In some cases, the mere act of lncRNA transcription is critical for the recruitment of protein complexes. Studies on H19, KCNQ1OT1, and AIR suggest that transcriptional elongation of these genes is an important component of their function (34, 53, 54). By contrast, other lncRNAs, including HOTTIP as well as many trans-regulatory lncRNAs, do not show this relationship (52). For these lncRNAs, biologic function may be centrally linked to their role as flexible scaffolds. In this model, lncRNAs serve as tethers that rope together multiple protein complexes through a loose arrangement. Supporting this model are the multiple lncRNAs found to bind multiple protein complexes, such as ANRIL (binding PRC1 and PRC2) and HOTAIR (binding PRC2 and LSD1/CoREST) (Fig. 3A).
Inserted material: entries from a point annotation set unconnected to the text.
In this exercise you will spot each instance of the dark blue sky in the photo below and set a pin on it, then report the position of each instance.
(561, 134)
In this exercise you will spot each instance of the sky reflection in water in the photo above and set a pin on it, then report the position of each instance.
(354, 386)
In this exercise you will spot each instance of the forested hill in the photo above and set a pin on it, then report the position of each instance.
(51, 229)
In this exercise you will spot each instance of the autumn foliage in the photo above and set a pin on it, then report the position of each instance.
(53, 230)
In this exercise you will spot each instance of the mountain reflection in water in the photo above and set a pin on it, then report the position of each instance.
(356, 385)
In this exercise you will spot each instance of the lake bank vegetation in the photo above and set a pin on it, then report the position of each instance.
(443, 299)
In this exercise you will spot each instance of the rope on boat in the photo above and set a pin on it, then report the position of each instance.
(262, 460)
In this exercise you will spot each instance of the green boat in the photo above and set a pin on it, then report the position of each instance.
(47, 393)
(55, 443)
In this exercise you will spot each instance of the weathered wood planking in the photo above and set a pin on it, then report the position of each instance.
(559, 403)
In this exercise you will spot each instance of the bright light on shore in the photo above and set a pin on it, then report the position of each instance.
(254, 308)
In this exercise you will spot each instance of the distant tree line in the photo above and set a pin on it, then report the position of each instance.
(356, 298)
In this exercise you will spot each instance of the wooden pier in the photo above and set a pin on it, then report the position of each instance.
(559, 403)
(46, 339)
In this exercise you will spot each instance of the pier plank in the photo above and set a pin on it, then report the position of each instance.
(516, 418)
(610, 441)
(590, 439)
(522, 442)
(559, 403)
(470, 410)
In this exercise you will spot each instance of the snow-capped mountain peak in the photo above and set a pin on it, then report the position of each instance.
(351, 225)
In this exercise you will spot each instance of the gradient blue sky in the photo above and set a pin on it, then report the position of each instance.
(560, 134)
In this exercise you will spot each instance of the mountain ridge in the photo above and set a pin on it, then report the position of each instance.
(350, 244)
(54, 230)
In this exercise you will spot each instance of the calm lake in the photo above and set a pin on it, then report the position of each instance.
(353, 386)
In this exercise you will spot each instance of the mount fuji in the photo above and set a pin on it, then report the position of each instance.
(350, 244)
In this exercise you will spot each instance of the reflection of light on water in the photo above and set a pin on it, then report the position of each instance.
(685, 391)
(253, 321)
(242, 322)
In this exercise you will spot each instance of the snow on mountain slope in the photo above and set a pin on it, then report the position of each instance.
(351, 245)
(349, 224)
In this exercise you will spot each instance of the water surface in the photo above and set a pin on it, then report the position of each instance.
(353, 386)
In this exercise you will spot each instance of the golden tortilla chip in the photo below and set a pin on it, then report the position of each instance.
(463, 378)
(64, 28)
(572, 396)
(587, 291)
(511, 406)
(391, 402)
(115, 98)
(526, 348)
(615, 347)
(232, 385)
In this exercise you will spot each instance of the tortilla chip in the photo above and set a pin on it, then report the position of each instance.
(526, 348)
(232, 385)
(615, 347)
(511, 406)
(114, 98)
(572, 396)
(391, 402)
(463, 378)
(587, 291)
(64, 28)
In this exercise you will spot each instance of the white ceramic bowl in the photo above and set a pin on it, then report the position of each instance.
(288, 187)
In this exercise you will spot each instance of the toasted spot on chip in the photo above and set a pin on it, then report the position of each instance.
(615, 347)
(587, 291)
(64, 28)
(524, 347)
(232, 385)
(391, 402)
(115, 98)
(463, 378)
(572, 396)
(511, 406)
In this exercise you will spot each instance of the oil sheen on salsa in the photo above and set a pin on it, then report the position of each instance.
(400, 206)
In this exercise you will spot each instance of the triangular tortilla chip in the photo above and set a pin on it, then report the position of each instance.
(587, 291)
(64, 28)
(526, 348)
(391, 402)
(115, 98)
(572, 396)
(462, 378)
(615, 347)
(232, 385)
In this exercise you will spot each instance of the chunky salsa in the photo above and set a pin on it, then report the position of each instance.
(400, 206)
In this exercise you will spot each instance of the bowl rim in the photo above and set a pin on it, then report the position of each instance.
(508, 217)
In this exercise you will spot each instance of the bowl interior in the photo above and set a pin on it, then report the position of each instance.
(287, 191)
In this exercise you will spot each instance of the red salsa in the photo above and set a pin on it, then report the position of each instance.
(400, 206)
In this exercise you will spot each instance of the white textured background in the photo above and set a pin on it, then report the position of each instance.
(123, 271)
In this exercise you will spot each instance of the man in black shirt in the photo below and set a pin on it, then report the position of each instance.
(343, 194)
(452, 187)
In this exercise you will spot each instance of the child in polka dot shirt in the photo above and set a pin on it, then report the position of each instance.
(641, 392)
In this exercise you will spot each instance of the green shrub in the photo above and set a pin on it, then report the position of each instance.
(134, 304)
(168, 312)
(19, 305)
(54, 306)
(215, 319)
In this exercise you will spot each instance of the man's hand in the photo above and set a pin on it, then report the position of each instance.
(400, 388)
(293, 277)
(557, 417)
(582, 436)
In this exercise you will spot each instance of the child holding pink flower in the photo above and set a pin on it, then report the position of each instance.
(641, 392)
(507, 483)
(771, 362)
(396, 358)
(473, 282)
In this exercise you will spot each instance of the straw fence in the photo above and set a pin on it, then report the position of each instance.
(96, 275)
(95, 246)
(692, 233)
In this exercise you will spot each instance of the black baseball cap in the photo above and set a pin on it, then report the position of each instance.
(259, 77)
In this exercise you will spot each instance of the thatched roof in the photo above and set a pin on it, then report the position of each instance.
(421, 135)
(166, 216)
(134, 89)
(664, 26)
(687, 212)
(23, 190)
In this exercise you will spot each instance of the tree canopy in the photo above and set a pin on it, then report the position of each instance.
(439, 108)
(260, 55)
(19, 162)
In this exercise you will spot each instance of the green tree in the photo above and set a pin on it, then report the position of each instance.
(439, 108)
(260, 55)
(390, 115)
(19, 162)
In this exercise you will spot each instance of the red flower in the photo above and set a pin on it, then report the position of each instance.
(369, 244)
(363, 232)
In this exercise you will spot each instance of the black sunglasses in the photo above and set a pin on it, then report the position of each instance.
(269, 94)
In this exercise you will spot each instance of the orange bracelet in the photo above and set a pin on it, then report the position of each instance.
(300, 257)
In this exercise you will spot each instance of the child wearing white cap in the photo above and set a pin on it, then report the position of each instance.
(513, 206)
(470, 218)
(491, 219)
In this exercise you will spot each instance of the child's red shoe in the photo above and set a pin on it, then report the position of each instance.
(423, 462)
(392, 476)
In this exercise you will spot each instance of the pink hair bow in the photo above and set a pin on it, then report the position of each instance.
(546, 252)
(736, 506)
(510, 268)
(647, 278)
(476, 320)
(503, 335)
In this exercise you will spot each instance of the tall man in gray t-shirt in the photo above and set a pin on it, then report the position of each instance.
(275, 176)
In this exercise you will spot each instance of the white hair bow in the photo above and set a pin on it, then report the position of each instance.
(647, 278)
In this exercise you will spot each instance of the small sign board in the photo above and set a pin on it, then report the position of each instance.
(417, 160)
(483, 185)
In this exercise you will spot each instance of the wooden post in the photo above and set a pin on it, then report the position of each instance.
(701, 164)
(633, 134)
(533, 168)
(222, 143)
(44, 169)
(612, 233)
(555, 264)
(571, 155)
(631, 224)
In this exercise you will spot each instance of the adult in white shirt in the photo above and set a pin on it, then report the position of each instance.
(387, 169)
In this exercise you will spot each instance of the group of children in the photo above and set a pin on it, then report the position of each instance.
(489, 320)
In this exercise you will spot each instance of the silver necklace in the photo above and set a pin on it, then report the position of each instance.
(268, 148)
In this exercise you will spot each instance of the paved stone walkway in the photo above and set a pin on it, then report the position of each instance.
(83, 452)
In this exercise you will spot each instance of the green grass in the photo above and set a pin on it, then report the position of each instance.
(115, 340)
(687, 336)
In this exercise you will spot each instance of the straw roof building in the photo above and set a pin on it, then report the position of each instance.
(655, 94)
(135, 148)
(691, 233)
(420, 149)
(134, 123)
Enhancer-Associated Long ncRNAs
In addition to facilitating epigenetic changes that impact gene transcription, emerging evidence suggests that some ncRNAs contribute to gene regulation by influencing the activity of gene enhancers. For example, HOTTIP is implicated in chromosomal looping of active enhancers to the distal HoxA locus (52), but knockdown and overexpression of HOTTIP is not sufficient to alter chromosomal confirmations (52). There is also a report of local enhancer-like ncRNAs that typically lack the H3K4me1 enhancer histone signature but possess H3K4me3 and function to potentiate neighbor gene transcription in a manner independent of sequence orientation (67).
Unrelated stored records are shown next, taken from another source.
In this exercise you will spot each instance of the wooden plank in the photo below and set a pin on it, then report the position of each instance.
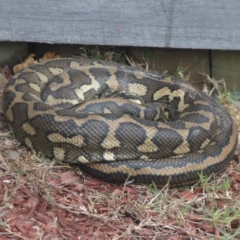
(198, 24)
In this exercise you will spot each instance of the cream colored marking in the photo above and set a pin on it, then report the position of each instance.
(35, 97)
(167, 92)
(42, 77)
(35, 87)
(76, 140)
(28, 142)
(28, 129)
(110, 141)
(201, 102)
(65, 82)
(53, 101)
(144, 157)
(167, 79)
(135, 101)
(86, 87)
(137, 89)
(108, 156)
(205, 143)
(59, 153)
(82, 159)
(147, 147)
(142, 115)
(56, 71)
(183, 148)
(106, 110)
(139, 75)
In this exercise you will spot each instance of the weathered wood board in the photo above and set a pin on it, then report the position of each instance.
(198, 24)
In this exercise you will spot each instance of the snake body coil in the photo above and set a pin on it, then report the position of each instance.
(117, 122)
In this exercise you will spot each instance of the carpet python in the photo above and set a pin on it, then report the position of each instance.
(118, 122)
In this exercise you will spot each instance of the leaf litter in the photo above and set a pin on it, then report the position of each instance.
(41, 199)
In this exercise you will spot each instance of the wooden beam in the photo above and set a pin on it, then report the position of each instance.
(201, 24)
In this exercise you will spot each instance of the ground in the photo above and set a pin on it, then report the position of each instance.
(41, 199)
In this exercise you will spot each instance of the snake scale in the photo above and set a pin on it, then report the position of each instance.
(118, 122)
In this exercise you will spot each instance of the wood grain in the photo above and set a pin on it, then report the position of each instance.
(198, 24)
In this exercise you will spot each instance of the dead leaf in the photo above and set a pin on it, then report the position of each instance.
(49, 55)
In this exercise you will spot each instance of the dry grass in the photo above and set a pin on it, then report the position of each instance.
(40, 199)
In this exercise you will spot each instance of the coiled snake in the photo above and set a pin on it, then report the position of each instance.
(138, 124)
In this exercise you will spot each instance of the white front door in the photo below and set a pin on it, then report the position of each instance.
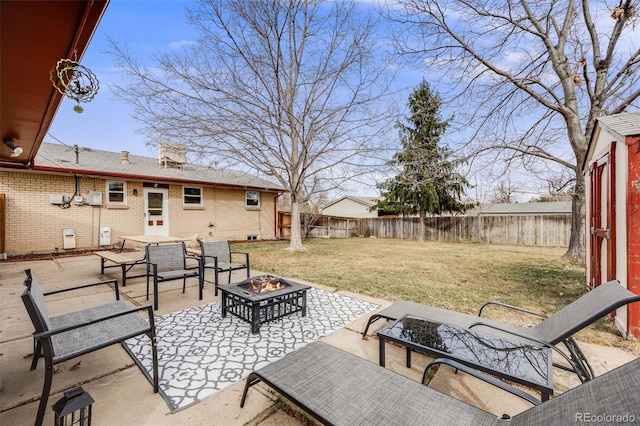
(156, 211)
A major recent development has been the discovery of eRNAs, which are critical for the proper coordination of enhancer genomic loci with gene expression regulation. Although the mechanism of their action is still unclear, in prostate cancer cells, induction of AR signaling increased eRNA synthesis at AR-regulated gene enhancers, suggesting that eRNAs facilitate active transcription on induction of a signaling pathway (29). Using chromatin conformation assays, Wang and colleagues (29) showed that eRNAs are also important for the establishment of enhancer-promoter genomic proximity by chromosomal looping. Moreover, eRNAs work in conjunction with cell lineage specific transcription factors, such as FOXA1 in prostate cells, thereby creating a highly specialized enhancer network to regulate transcription of genes in individual cell types (Fig. 3B) (29). Future work in this area will likely provide insight into signaling mechanisms important in cancer.
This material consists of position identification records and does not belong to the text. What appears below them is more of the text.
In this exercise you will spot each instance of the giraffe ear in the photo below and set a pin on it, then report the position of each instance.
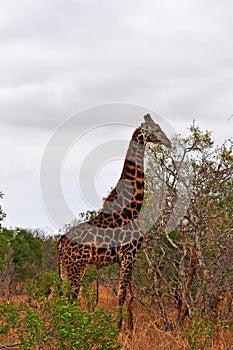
(145, 126)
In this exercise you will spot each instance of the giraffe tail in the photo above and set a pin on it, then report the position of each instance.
(59, 256)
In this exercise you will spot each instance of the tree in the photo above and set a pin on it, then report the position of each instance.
(2, 214)
(189, 255)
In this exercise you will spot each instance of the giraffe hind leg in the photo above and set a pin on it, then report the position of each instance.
(124, 284)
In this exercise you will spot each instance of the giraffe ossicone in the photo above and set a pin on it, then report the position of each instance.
(114, 235)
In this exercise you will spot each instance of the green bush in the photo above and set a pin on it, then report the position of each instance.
(48, 319)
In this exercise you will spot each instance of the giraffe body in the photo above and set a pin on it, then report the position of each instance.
(114, 236)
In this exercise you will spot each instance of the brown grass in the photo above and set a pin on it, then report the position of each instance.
(149, 333)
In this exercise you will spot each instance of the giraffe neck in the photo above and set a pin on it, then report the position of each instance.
(127, 197)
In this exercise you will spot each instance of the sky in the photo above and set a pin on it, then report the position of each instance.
(61, 59)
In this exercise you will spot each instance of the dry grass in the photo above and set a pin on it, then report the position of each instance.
(149, 333)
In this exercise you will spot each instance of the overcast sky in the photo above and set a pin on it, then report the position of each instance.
(61, 57)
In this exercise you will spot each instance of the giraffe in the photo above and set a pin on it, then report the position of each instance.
(114, 235)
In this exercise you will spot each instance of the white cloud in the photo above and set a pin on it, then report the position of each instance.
(58, 57)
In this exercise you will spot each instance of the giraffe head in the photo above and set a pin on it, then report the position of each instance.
(153, 133)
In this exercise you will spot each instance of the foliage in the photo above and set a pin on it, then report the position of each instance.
(21, 256)
(2, 214)
(52, 321)
(189, 264)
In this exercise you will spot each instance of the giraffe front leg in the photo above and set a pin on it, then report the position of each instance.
(124, 284)
(76, 276)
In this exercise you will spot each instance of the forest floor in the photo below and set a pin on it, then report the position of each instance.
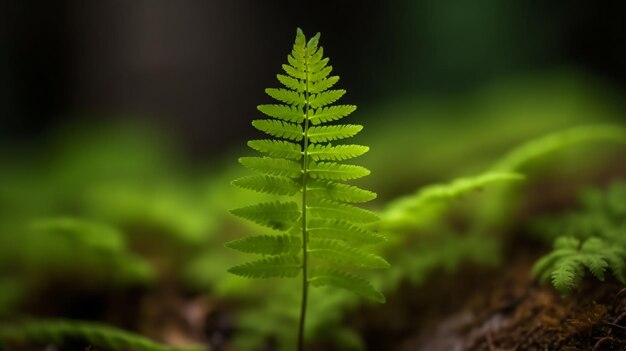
(499, 309)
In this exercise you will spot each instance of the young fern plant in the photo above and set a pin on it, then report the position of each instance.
(322, 234)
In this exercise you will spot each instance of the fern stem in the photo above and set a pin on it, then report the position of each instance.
(305, 144)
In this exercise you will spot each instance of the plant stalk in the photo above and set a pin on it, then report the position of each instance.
(305, 282)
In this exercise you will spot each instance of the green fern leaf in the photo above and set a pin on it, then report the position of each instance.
(276, 215)
(294, 72)
(336, 171)
(287, 96)
(322, 224)
(285, 266)
(566, 275)
(291, 83)
(267, 244)
(320, 74)
(268, 184)
(324, 84)
(331, 113)
(329, 133)
(277, 148)
(321, 189)
(318, 66)
(325, 98)
(603, 248)
(323, 276)
(341, 230)
(284, 112)
(279, 129)
(272, 166)
(316, 57)
(335, 153)
(341, 252)
(334, 210)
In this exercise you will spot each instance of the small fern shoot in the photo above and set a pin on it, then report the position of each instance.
(590, 239)
(322, 233)
(566, 264)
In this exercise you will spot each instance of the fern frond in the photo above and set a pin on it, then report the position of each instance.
(321, 74)
(321, 189)
(336, 171)
(59, 331)
(566, 274)
(279, 129)
(341, 230)
(277, 148)
(276, 215)
(409, 211)
(334, 210)
(287, 96)
(324, 276)
(272, 166)
(325, 98)
(534, 149)
(267, 244)
(341, 252)
(292, 83)
(329, 133)
(331, 113)
(284, 112)
(294, 72)
(603, 246)
(322, 224)
(335, 153)
(268, 184)
(284, 266)
(324, 84)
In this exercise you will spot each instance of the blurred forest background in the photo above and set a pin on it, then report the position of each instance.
(198, 68)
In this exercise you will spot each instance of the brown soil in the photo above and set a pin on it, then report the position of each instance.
(505, 309)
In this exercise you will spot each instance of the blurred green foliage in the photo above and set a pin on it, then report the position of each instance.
(119, 206)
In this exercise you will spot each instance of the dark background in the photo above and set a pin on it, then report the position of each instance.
(198, 68)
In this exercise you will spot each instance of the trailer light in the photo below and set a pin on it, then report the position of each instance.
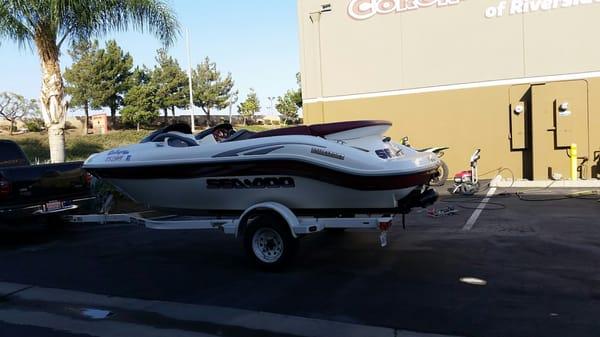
(473, 281)
(385, 225)
(5, 188)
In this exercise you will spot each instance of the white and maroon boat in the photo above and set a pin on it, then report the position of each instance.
(336, 168)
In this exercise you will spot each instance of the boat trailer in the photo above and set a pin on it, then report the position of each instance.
(270, 230)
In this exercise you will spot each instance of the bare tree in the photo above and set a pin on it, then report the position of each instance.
(14, 107)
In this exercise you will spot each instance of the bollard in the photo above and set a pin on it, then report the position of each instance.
(573, 157)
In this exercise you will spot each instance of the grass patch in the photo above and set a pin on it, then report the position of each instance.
(79, 147)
Modulating Tumor Suppressor Activity
The role of many lncRNAs as transcriptional repressors lends itself to inquiry as a mechanism for suppression of tumor suppressor genes. Here, one particular hot spot is the chromosome 9p21 locus, harboring the tumor suppressor genes CDKN2A and CDKN2B, which give rise to multiple unique isoforms, such as p14, p15, and p16, and function as inhibitors of oncogenic cyclin-dependent kinases. Expression of this region is affected by several repressive ncRNAs, such as ANRIL (Fig. 3C, top) and the p15-Antisense RNA, the latter of which also mediates heterochromatin formation through repressive histone modifications and has been observed in leukemias (47, 68).
Several lncRNAs are implicated in the regulation of p53 tumor suppressor signaling. MEG3, a maternally expressed imprinted lncRNA on Chr14q32, has been shown to activate p53 and facilitate p53 signaling, including the enhancement of p53 binding to target gene promoters (69). MEG3 has also been linked to p53 signaling in meningioma (70), and MEG3 overexpression suppresses cell proliferation in meningioma and hepatocellular carcinoma cell lines (70, 71). In human tumors, MEG3 downregulation is widely noted, with frequent hypermethylation of its promoter observed in pituitary tumors (10) and leukemias (72). Taken together, these data implicate MEG3 as a putative tumor suppressor.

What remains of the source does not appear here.